The Iowa School Counselor Association has named the Indianola Community School District as a District of Distinction for the work of its counseling program.
“I was elated. I was emotional,” said Tina Chaplin, one of the counselors at the middle school, on hearing the news. “I think it’s just validation that we are working to meet the needs of the students.”
Every counselor with the district was named in the honor: Chaplin, Jen Pribil, Emily Mastsumura, Tim Babcock, Janel Cram, Lacey Cherniss, Anna Wernimont, Jori Coghlan, Emily Schwery and Kyla Bandstra.
“We have an incredibly caring, professional counseling staff who work very hard for our kids,” said Superintendent Art Sathoff.
The award is new, and its announcement kicks off National School Counseling Week Feb. 4-8. Norwalk, Bondurant-Farrar and Monticello were the only three other school districts in Iowa designated Districts of Distinction.
To be considered, counseling programs must have completed four years of conferences, known as “Counselor Academy,” with their Area Education Agency and submit a collective portfolio of work demonstrating seven components.
And they had about a month do it. The invitation to apply went out in mid-November, the deadline Dec. 31.
Counselors in Indianola typically meet once per month for professional development when class is dismissed early on Wednesdays. They had approval to use two of these time slots to focus on the project, besides time working individually.
It only seems fitting: According to Annette Jauron, who is principal of Indianola Middle School and oversees the district’s counseling program, these monthly early-out meetings have been key in making the program what it is.

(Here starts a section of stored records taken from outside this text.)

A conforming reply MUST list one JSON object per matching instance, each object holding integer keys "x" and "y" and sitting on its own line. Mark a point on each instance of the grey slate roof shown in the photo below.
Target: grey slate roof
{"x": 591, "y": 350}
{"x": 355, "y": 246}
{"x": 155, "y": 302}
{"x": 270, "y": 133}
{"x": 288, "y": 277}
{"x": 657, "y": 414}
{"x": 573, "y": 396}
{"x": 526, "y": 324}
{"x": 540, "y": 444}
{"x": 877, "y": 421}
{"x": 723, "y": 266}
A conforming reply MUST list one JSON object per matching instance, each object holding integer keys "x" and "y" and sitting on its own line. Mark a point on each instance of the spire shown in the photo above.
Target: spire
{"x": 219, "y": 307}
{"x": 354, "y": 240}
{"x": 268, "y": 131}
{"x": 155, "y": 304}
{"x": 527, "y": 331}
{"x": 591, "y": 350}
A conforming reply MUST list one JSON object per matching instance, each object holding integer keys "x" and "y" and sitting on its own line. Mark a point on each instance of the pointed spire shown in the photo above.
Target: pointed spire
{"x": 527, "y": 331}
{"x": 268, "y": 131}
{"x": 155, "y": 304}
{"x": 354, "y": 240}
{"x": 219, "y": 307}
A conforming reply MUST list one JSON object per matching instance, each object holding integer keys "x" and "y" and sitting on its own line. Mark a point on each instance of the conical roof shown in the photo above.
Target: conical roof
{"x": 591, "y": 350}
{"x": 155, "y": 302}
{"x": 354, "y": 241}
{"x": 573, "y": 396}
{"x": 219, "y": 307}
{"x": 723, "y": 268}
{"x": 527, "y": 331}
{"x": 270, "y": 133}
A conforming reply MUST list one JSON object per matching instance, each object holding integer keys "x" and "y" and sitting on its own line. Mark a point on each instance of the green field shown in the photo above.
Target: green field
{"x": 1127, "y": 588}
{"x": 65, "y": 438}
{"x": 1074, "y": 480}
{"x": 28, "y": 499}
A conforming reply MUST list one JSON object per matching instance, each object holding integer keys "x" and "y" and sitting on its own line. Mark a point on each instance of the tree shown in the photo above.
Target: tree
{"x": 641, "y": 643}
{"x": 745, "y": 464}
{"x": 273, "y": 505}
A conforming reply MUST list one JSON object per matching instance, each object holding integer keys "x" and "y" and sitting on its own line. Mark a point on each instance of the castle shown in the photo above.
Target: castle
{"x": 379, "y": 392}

“The opportunity for the counselors to collaborate during the district’s early release time on Wednesdays has been a significant factor in the program growth that has occurred,” she said.
Of course, there’s also the dedication of the counselors themselves.
Chaplin, for instance, began her career as a math teacher at another district. She went back to college to get her counseling degree when she saw how some of her students were struggling.
“I started seeing all the challenges … all the adversity and barriers these kids were facing,” she explained. “How can I stand in the classroom and try to teach them when they can’t get to school, or they have a baby?”
Wernimont, another counselor at the middle school, is in her first year on the job. But she knew she wanted to go into this line of work when she was still in high school, after mentoring a middle school student.
“She was an awesome kid who had so much potential,” Wernimont recounted. “I would hear her often express what she wanted, but then she would quickly reply, ‘That would never happen for me.’
“It broke my heart every day I saw her. I knew I wanted to have an impact on the lives of people to empower them to reach their full potential.”
And that’s one reason the District of Distinction award means so much, said Cherniss, also a middle school counselor. The entry from Indianola ended up being 150 pages and earned a perfect score for the category of core curriculum, but it represents a larger commitment.
“This was a K-12 award,” Cherniss explained. “Even though our programs are different—elementary, middle school and high school—I think we all have worked toward the same goal of advocating for every child.”